I'll skip the issues of these unions just trying to increase their own membership and destroying entire industries to do it. I'll discuss unions in another post.

Tonight, I just want to show some simple math.

First, some foundational facts. we'll use McDonald's as our test subject.


1.8 million employees. $5.4 Billion is net profit. Sounds like they could afford to increase those wages a bit, eh? Look again.

Let's pretend we increase all 1.8 million employees a mere $1/hour
They're mostly part-time so let's say they average 30 hours/week.

1.8 million employees X 30 hours X 52 weeks/year = $2,808,000,000

Yep. $2.8 Billion dollars. Congratulations, you just wiped out almost half their entire corporate profits.

The result? The stock just lost 1/2 their worth. Stock holders, in a frenzy of selling, plummet the price down, wiping out billions of net worth for investors. Investors who would have eventually sold and invested their profits into something else, perhaps the business you work in. But now they can't, because that money's gone.

The New York Stock Exchange index drops like a rock, due to the ripple effect of large increases/drops on the indexes, further removing potential investment money for the things you care deeply about.

Oh, and that 401(k) or other investment plan you have? Wanna bet what this will do to it? I can almost guarantee the stock code MCD and/or NYSE index is floating in their inventory of diversified investments. So yeah, your net worth just dropped too.

@ $2/hour increase across the board, we come to $5.6 Billion, wiping out all profit.

That's right. You just destroyed Mcdonald's. We now have 1.8 million more employees looking for work. Plus those stock investors, including you? screwed.

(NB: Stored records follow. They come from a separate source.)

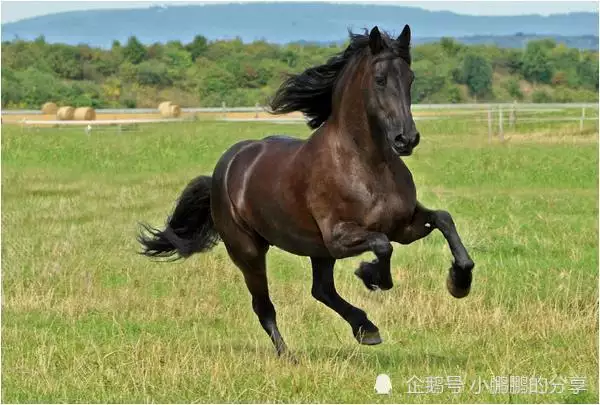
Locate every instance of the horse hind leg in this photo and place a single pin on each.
(249, 255)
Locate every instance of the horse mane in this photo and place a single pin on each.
(311, 91)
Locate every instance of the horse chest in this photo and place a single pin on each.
(388, 212)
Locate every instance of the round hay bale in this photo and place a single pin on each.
(49, 108)
(174, 111)
(84, 114)
(65, 113)
(163, 107)
(170, 111)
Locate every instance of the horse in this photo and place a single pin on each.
(342, 192)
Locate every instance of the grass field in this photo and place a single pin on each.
(86, 319)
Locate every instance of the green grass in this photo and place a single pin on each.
(86, 319)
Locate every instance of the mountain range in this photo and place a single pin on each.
(298, 22)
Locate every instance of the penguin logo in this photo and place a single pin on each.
(383, 384)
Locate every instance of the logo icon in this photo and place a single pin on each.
(383, 384)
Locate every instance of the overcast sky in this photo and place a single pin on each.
(17, 10)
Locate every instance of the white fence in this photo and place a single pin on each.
(496, 115)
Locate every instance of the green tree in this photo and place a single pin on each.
(477, 75)
(134, 51)
(536, 66)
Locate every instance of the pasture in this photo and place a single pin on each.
(86, 319)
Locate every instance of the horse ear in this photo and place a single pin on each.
(375, 41)
(404, 38)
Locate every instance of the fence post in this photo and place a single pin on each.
(512, 118)
(500, 123)
(489, 123)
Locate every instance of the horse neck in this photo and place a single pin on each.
(349, 123)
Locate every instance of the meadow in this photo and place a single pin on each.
(87, 319)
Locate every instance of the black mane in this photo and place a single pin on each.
(311, 91)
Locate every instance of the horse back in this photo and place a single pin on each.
(261, 185)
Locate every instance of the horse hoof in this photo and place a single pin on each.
(368, 338)
(289, 357)
(459, 282)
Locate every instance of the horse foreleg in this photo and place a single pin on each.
(423, 222)
(348, 239)
(323, 289)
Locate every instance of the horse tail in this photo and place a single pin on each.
(190, 228)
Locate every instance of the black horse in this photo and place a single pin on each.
(342, 192)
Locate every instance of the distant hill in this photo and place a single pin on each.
(293, 22)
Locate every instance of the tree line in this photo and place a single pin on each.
(207, 73)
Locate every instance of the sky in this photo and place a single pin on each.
(20, 9)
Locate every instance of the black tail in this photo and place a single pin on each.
(190, 229)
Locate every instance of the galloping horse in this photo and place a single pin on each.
(342, 192)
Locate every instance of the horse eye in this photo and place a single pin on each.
(380, 80)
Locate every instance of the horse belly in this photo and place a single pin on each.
(268, 197)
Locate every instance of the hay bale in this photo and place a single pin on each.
(175, 111)
(170, 111)
(164, 107)
(84, 114)
(65, 113)
(49, 108)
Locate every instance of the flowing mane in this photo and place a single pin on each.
(311, 91)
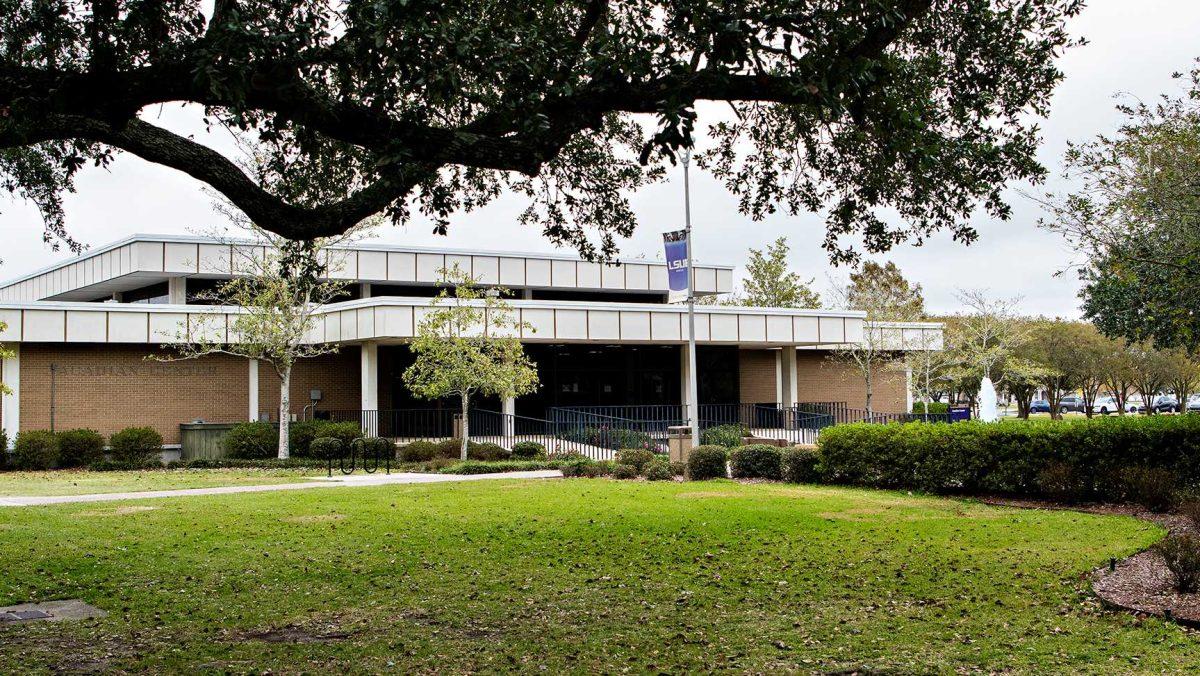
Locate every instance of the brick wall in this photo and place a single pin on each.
(111, 387)
(820, 380)
(756, 376)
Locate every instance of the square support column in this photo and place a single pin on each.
(252, 389)
(370, 388)
(10, 402)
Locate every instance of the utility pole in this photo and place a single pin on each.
(694, 400)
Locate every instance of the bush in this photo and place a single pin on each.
(730, 436)
(35, 449)
(1152, 488)
(658, 471)
(327, 448)
(418, 452)
(252, 441)
(1182, 557)
(487, 452)
(78, 448)
(528, 450)
(136, 444)
(1011, 456)
(801, 465)
(756, 461)
(622, 471)
(707, 462)
(637, 458)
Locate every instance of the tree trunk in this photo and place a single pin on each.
(285, 410)
(466, 426)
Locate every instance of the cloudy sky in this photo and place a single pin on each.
(1133, 49)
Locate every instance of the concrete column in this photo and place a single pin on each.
(370, 389)
(509, 407)
(177, 291)
(252, 388)
(787, 377)
(10, 402)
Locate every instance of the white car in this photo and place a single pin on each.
(1107, 405)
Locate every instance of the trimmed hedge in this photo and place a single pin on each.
(136, 446)
(528, 450)
(252, 441)
(707, 462)
(1068, 459)
(799, 465)
(637, 458)
(78, 448)
(35, 449)
(757, 461)
(730, 436)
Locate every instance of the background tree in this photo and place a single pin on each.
(924, 108)
(885, 295)
(466, 345)
(280, 286)
(1135, 216)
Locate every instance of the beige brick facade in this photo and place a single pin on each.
(111, 387)
(817, 378)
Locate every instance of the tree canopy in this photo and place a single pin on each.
(924, 108)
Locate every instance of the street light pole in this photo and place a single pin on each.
(693, 399)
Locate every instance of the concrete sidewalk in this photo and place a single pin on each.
(311, 483)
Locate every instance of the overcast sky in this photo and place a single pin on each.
(1134, 47)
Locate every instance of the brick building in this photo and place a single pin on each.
(83, 333)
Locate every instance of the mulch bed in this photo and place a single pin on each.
(1140, 584)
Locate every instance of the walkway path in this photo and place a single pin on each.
(311, 483)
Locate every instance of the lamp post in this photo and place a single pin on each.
(693, 399)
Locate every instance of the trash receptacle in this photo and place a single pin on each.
(679, 443)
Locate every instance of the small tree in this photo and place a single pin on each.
(466, 345)
(280, 286)
(885, 295)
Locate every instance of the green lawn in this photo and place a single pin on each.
(78, 482)
(576, 575)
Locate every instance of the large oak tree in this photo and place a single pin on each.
(840, 107)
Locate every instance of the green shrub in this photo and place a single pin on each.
(1011, 456)
(1152, 488)
(487, 452)
(622, 471)
(252, 441)
(707, 462)
(327, 448)
(637, 458)
(78, 448)
(418, 452)
(658, 471)
(801, 465)
(730, 436)
(35, 449)
(528, 450)
(136, 444)
(757, 461)
(1181, 554)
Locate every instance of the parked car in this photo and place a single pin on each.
(1071, 404)
(1165, 404)
(1107, 405)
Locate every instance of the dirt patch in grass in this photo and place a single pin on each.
(117, 510)
(313, 518)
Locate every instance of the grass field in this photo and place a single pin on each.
(78, 482)
(576, 575)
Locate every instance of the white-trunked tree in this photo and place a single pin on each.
(468, 344)
(279, 287)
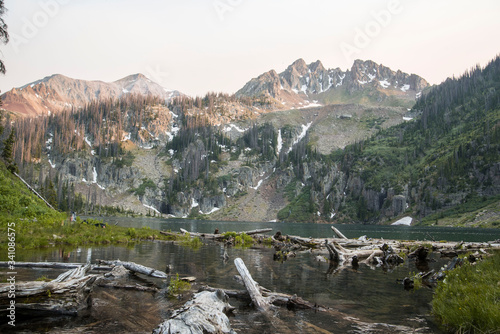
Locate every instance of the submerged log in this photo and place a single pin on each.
(219, 236)
(68, 294)
(260, 303)
(338, 233)
(136, 268)
(53, 265)
(204, 313)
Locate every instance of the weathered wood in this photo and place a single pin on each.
(136, 268)
(258, 231)
(338, 233)
(219, 236)
(136, 287)
(67, 294)
(204, 313)
(260, 303)
(53, 265)
(277, 299)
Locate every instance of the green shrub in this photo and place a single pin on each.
(177, 286)
(468, 299)
(243, 240)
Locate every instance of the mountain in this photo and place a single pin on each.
(57, 92)
(365, 83)
(241, 158)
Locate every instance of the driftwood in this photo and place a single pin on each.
(134, 267)
(136, 287)
(204, 313)
(68, 294)
(54, 265)
(338, 233)
(260, 303)
(217, 236)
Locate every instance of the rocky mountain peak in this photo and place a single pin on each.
(316, 67)
(300, 83)
(57, 92)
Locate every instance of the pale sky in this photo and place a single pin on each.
(197, 46)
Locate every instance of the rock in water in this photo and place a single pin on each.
(204, 313)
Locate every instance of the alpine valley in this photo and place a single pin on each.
(310, 144)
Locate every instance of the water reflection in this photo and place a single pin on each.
(318, 230)
(370, 295)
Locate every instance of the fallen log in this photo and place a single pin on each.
(220, 236)
(53, 265)
(134, 267)
(338, 233)
(204, 313)
(260, 303)
(136, 287)
(68, 294)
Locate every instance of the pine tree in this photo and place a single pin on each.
(8, 150)
(4, 35)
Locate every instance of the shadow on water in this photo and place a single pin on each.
(371, 296)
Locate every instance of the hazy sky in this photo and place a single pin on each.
(197, 46)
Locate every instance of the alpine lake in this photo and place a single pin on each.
(365, 300)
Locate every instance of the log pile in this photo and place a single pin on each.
(68, 294)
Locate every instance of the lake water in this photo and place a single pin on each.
(372, 296)
(318, 230)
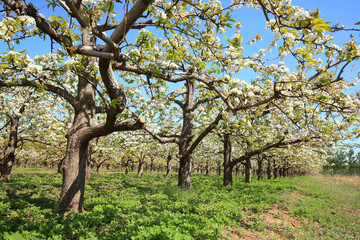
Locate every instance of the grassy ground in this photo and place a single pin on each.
(121, 206)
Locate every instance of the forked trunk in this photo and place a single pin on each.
(74, 173)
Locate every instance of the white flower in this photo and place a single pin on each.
(163, 15)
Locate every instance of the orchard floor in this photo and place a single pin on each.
(120, 206)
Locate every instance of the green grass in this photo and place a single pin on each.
(329, 208)
(122, 206)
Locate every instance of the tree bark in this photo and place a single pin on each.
(184, 176)
(228, 166)
(248, 170)
(208, 169)
(77, 151)
(7, 158)
(269, 169)
(152, 165)
(168, 165)
(141, 165)
(259, 170)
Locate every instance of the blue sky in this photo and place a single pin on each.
(346, 12)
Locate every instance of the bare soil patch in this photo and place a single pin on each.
(351, 179)
(278, 222)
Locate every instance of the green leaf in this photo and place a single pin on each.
(114, 102)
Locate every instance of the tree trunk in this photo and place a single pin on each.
(7, 158)
(208, 168)
(74, 173)
(168, 165)
(184, 176)
(248, 170)
(269, 169)
(99, 169)
(260, 168)
(141, 165)
(228, 166)
(152, 165)
(77, 151)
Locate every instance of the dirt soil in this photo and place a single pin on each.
(277, 220)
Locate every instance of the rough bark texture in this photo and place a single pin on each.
(269, 169)
(168, 165)
(141, 165)
(74, 168)
(248, 170)
(7, 158)
(259, 170)
(228, 166)
(184, 176)
(208, 168)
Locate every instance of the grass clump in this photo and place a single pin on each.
(120, 206)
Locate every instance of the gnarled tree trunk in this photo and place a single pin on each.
(7, 158)
(168, 165)
(248, 170)
(228, 166)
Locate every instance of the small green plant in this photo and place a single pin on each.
(122, 206)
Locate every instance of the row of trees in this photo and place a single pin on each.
(177, 65)
(343, 162)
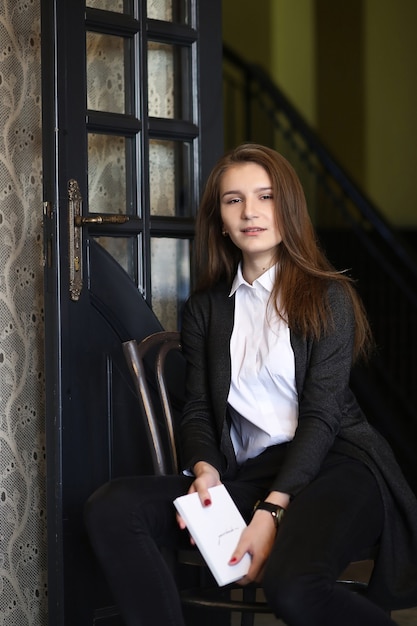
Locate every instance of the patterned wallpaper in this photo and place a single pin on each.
(22, 446)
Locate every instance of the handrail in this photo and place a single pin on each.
(255, 74)
(384, 266)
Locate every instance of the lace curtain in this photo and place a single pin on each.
(23, 573)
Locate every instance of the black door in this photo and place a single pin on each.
(132, 124)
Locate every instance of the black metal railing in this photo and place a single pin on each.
(353, 232)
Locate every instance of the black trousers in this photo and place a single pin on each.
(337, 516)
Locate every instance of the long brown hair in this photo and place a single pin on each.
(303, 270)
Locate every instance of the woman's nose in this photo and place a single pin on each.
(248, 210)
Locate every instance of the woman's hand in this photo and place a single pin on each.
(205, 476)
(258, 538)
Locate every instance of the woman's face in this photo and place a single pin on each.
(247, 209)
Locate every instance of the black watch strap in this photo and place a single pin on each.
(276, 510)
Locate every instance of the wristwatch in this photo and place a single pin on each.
(276, 510)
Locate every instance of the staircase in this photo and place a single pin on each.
(355, 237)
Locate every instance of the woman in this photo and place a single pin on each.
(269, 338)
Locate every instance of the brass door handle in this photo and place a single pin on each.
(75, 223)
(81, 220)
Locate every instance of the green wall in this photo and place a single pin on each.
(350, 67)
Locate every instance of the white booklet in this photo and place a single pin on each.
(216, 530)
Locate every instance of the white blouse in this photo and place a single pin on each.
(263, 401)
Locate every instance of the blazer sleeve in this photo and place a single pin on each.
(199, 436)
(326, 403)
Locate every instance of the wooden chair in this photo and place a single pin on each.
(147, 363)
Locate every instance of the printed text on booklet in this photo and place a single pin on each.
(216, 530)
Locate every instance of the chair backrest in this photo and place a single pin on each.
(156, 348)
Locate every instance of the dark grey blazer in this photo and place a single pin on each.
(329, 419)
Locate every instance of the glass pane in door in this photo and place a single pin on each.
(168, 69)
(170, 178)
(110, 162)
(169, 10)
(107, 64)
(170, 277)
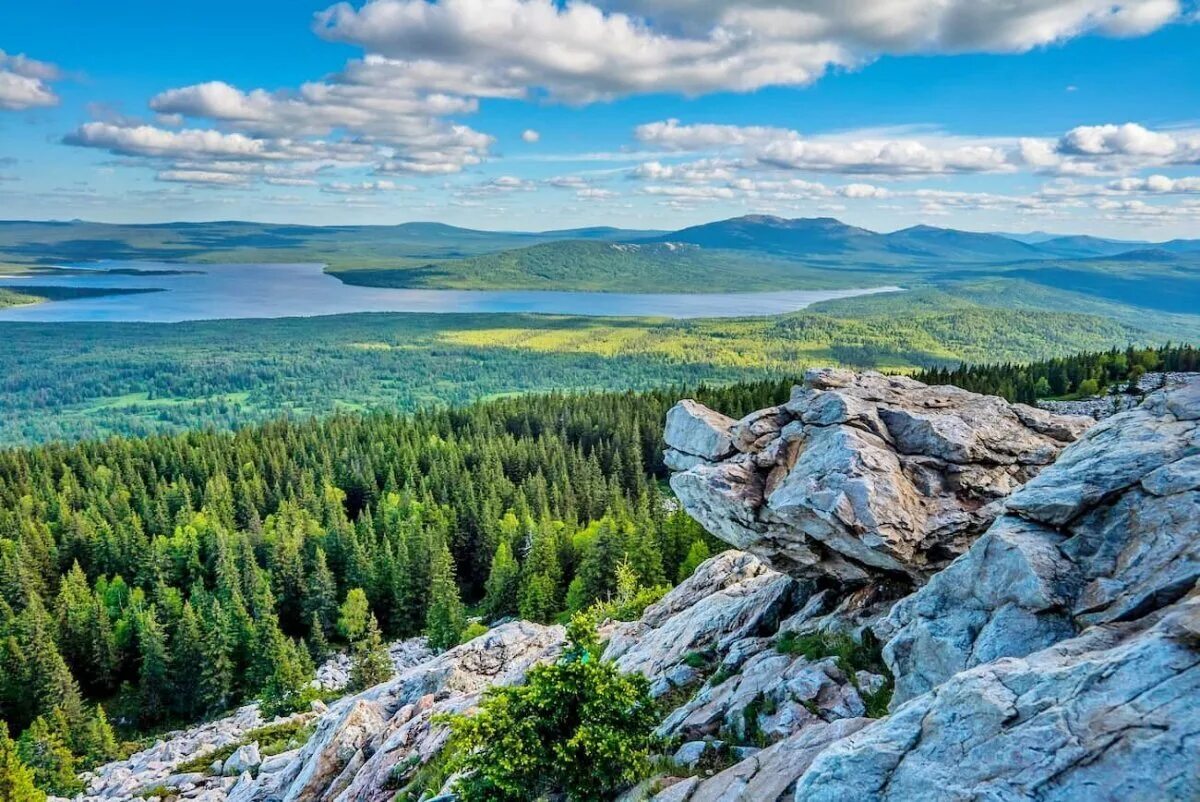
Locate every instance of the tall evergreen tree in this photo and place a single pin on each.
(370, 664)
(16, 778)
(503, 582)
(445, 620)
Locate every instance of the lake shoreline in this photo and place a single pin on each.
(235, 292)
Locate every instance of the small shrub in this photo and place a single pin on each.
(473, 630)
(577, 728)
(852, 657)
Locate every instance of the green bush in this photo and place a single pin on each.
(577, 728)
(852, 656)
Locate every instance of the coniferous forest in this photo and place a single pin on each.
(149, 582)
(1077, 376)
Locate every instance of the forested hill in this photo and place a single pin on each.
(155, 581)
(1080, 375)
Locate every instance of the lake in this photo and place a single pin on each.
(250, 291)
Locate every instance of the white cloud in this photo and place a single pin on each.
(582, 51)
(1157, 185)
(24, 83)
(365, 187)
(150, 141)
(1128, 139)
(1085, 150)
(595, 193)
(202, 178)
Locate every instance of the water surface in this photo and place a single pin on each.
(250, 291)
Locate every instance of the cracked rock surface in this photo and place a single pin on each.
(1109, 533)
(859, 476)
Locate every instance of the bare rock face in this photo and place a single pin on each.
(769, 774)
(730, 597)
(783, 694)
(1108, 717)
(1109, 533)
(861, 476)
(360, 740)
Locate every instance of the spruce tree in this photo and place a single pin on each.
(154, 671)
(321, 593)
(696, 555)
(51, 683)
(445, 620)
(503, 582)
(371, 664)
(16, 778)
(96, 742)
(216, 681)
(49, 758)
(353, 615)
(318, 645)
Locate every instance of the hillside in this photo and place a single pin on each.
(616, 267)
(856, 646)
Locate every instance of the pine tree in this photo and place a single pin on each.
(97, 742)
(189, 651)
(154, 672)
(538, 600)
(353, 615)
(321, 592)
(51, 683)
(696, 555)
(503, 582)
(287, 688)
(43, 750)
(216, 680)
(445, 618)
(371, 664)
(16, 778)
(318, 645)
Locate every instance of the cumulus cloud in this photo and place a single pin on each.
(787, 149)
(365, 187)
(202, 178)
(1085, 150)
(583, 51)
(25, 83)
(1157, 184)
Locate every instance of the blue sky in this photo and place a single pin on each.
(1067, 115)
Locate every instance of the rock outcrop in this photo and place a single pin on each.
(859, 476)
(1109, 533)
(1050, 650)
(1056, 659)
(378, 737)
(731, 597)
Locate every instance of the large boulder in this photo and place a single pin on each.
(1109, 533)
(1108, 717)
(861, 476)
(730, 597)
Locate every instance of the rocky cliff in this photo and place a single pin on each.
(935, 596)
(1056, 658)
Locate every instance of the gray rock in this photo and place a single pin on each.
(780, 693)
(245, 759)
(727, 598)
(696, 430)
(768, 774)
(690, 753)
(1108, 716)
(1109, 533)
(862, 476)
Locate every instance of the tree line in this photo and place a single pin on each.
(1083, 375)
(155, 581)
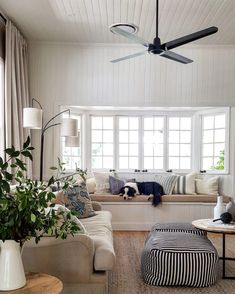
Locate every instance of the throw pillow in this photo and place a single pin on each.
(185, 184)
(78, 200)
(102, 182)
(133, 185)
(167, 182)
(209, 186)
(60, 208)
(115, 185)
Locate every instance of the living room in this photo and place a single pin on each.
(156, 114)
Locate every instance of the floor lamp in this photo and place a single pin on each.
(33, 119)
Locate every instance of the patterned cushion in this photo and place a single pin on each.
(115, 185)
(209, 186)
(167, 182)
(78, 200)
(102, 182)
(185, 184)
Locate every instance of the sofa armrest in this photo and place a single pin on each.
(71, 260)
(96, 205)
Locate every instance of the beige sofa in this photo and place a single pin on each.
(81, 262)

But it's even worse. remember this part?
Total operating costs and expenses: $18,962,000,000

That line means they spend almost $19 Billion dollars/year on construction, electricity, office supplies, wages, taxes, food, etc. etc. etc.

All those farms, companies, contractors, etc. that does business with them? Lower sales. Lower profits. Workers let go.

And it's even worse than that, because these are corporate numbers, and of the 34,480 MCD locations, 27,882 are franchises. Gone.

Oh yeah, and they want to do this at Wendy's, Taco Bell, Carl's Junior, In-n-Out, Burger King...

Plus, don't forget the other smaller restaurants. They work on even smaller profit margins.

So tell me again how doubling low-level job wages are a good thing?